With many catfish exporters repeatedly dumping the market by offering to sell at dirt cheap prices, other local catfish processors and exporters have demanded that strict requirements should be set to ensure that only capable and honest businesses can join the export market and help reverse the slumping prices.
At a meeting Monday, catfish businesses reached a consensus that only exporters that have processing plants and are granted with a code to sell to the EU market should be eligible to ship catfish, a proposal they said will be petitioned to the Ministry of Agriculture and Rural Development.
Vietnamese catfish have been on the world market for more than 10 years, but prices have also constantly fallen over the last decade.
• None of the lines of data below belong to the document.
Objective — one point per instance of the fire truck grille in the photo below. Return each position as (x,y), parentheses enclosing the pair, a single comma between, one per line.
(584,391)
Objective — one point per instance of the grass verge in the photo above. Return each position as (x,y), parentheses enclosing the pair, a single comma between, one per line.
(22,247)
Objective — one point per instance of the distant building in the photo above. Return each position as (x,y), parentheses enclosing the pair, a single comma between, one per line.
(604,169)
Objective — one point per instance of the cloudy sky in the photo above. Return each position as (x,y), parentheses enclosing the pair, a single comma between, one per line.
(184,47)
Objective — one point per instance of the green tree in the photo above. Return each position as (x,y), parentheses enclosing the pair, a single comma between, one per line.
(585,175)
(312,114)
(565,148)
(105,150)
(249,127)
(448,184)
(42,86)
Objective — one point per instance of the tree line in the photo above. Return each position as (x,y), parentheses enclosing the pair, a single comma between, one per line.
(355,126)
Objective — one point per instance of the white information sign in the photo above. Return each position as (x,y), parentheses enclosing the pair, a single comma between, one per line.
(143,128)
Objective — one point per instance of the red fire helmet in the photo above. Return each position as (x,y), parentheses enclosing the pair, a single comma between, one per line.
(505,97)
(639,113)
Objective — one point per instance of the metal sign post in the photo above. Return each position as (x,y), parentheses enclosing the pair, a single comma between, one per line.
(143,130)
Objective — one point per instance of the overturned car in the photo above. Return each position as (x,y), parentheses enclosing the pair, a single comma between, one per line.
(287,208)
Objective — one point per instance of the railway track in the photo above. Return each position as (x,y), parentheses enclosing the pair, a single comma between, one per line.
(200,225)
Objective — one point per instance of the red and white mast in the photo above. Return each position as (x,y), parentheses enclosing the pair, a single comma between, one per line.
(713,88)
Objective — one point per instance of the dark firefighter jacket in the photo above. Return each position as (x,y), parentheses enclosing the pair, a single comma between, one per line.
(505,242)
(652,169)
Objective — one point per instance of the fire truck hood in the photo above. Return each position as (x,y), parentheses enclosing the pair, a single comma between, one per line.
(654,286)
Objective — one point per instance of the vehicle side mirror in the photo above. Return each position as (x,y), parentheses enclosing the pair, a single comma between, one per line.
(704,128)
Prices seemingly bottomed out last week, when some exporters attending the Vietfish 2012 exhibition offered to sell at only $2.2 a kilogram, a rate other firms said is “incredibly low,” as prior to the fair they had shipped the fish to the EU at $2.8 a kilogram.
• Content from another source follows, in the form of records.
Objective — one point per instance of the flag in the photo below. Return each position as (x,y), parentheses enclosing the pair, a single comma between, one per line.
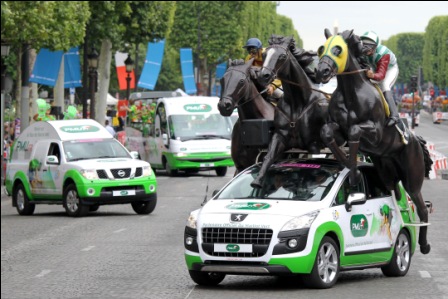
(121,71)
(72,69)
(186,64)
(153,64)
(46,68)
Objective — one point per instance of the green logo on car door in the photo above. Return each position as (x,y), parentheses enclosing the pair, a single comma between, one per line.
(359,225)
(232,248)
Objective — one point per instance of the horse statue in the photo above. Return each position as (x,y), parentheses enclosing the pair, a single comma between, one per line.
(301,113)
(357,115)
(239,91)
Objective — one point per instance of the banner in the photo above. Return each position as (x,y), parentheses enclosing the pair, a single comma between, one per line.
(72,69)
(220,70)
(46,68)
(153,64)
(186,64)
(121,71)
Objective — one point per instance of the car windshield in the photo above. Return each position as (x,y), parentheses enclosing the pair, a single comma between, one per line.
(292,180)
(94,149)
(201,126)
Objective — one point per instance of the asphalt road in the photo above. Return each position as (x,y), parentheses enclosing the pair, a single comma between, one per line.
(115,253)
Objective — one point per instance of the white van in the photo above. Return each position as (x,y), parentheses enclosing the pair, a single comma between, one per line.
(188,134)
(76,163)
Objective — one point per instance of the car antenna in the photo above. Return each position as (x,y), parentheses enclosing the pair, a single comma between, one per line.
(206,192)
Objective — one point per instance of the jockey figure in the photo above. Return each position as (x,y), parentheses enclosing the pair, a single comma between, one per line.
(384,69)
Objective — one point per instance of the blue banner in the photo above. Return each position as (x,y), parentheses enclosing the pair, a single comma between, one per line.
(220,71)
(72,69)
(46,67)
(186,65)
(153,64)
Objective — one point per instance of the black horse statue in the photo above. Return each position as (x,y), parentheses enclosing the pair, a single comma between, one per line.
(301,113)
(357,115)
(239,91)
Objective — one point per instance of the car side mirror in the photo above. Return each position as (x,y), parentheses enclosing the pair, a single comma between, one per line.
(52,160)
(354,199)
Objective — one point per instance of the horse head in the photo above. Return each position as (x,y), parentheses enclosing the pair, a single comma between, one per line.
(235,85)
(276,57)
(337,55)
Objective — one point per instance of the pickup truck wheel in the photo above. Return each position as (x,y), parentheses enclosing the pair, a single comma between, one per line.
(72,202)
(144,207)
(206,278)
(24,207)
(401,259)
(326,269)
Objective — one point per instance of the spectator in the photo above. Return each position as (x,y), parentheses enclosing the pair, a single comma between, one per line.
(109,128)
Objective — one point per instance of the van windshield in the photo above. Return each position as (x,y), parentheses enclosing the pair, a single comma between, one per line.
(201,126)
(94,149)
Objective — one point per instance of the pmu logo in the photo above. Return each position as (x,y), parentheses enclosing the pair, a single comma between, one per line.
(198,108)
(79,129)
(232,248)
(359,225)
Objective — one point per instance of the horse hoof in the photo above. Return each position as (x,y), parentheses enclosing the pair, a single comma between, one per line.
(425,249)
(255,185)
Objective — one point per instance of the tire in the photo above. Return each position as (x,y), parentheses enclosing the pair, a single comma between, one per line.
(94,208)
(401,258)
(221,171)
(206,278)
(72,202)
(23,205)
(169,170)
(326,268)
(144,207)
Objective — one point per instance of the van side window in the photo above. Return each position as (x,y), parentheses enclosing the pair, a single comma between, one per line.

“The throwaway prices have ‘killed’ the reputation of Vietnamese catfish on the global market,” said Nguyen Phat Quang, chair of Acomfish.
Exporters attending the meeting also urged that a minimum, or floor price, should be levied on catfish exports to every particular market.
Commenting on the proposal, Truong Dinh Hoe, general secretary of the Vietnamese Association of Seafood Exporters and Processors (VASEP), said a floor price will be slapped on catfish shipments to the US.
“There are currently few exporters to this market, and their product quality is quite consistent,” he explained.
Hoe said the minimum export price for the US market will become applicable in early August, while the floor for other markets will take effect a month later.
“As of August 1, catfish export contracts to the US will need to be approved by VASEP for supervision on prices and quality,” he added.
The floor price for the US market has been agreed upon at $3.4 a kilogram, according to Duong Ngoc Minh, CEO of Hung Vuong JSC.
“However, we will conduct market research in the US and set an official price on July 15, which will be applied for shipments in August,” he added.
As for other markets, the exporters have agreed that the minimum price should be $2.6 a kilogram for white-flesh catfish filets.
The minimum price, however, is only the first step on the long road to regaining real value for Vietnamese catfish, delegates said at the meeting.
Vo Dong Duc, CEO of Caseamex catfish exporter, proposed that new requirements should be set to eliminate unqualified exporters from the market.
“They do not meet enough conditions for exporting, but have been dumping the market nonetheless,” he said.
“The market has become a mess due to certain brokerage firms who do not have processing plants but are willing to sell at dirt cheap prices.”
Duong Viet Thang, deputy director of South Vina Co, agreed, and reiterated the case of the Brazilian market.
“[Brazil] is an appealing market, but some brokers have totally destroyed it by offering poor quality products at throwaway prices, thus helping to turn customers away from Vietnamese catfish,” he said.
“Some brokerage firms are willing to swindle customers to export several containers of catfish, and shut down their operation, something a real exporter will never do,” he added.
Hoe of VASEP said if the proposal to apply the new requirement on catfish exporters is approved, the number of catfish exporters will be reduced from the current 200 to 65 (those who have processing plants).
“As these 65 firms account for 80 percent of the catfish export turnover, there will be no impact on domestic catfish consumption,” added Hoe.